En su serie de paisajes y figuras animales, Manu Muñoz mantiene el mismo enfoque simbólico y contemplativo que define toda su obra. Aunque visualmente más naturalista, estas piezas no buscan documentar la naturaleza, sino convertirla en un espacio de resonancia espiritual. Los paisajes, tratados con sobriedad cromática y texturas que evocan lo erosionado y lo ancestral, funcionan como escenarios rituales. Son territorios de silencio, cargados de una energía invisible que invita a la introspección. Los animales, por su parte, aparecen como presencias totémicas. No son retratos zoológicos, sino símbolos de lo salvaje, lo sagrado, lo no domesticado. Insertos en espacios casi míticos, actúan como mediadores entre el mundo visible y el invisible.

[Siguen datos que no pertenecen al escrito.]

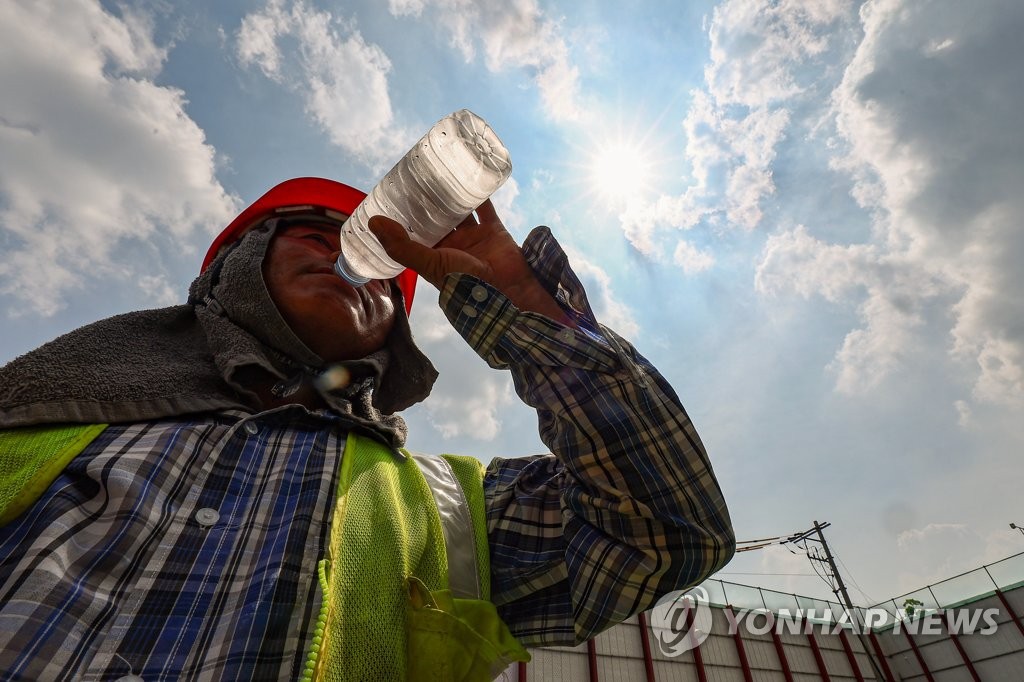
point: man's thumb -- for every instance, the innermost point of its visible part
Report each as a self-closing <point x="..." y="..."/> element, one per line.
<point x="395" y="241"/>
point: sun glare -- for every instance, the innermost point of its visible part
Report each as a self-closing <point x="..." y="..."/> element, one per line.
<point x="620" y="171"/>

La serie destaca por su austeridad formal y su intensidad atmosférica. A través de una estética de lo esencial, Muñoz propone un viaje visual que no explica, sino que sugiere; no representa, sino que revela.

26 obras en la serie

Mapa de la vida extraña

¿Qué ocurriría si lo humano se desvaneciera de este mundo? ¿Cómo dialogaría su arrogante huella con los que ahora, en este nuevo orden, son los verdaderos dueños del agua, del aire y de la tierra? Me pregunto si será una historia de más violencia y demolición. O si, por el contrario, todo progresará como abrazo generoso, natural e inevitable. Manu, sabedor de que algo así nunca admitiría palabras imperiales ni relatos unívocos, construye la luz de ese extraño tiempo, reproduce el imponente aleteo con el que se alza el vuelo y se detiene en la vieja fiesta de las plumas y los colores. Ahí está, frente a nosotros, casi susurrado, el viejo mundo y el nuevo sueño. La luz en la que, desde siempre, se ha hospedado la penumbra. La majestuosidad con la que se impone la hierba a la piedra, al camino, a la huella. El misterio sobre el que deletreamos la vida. Nosotros y ellos. Seamos lo que seamos nosotros, cuando dejemos de serlo.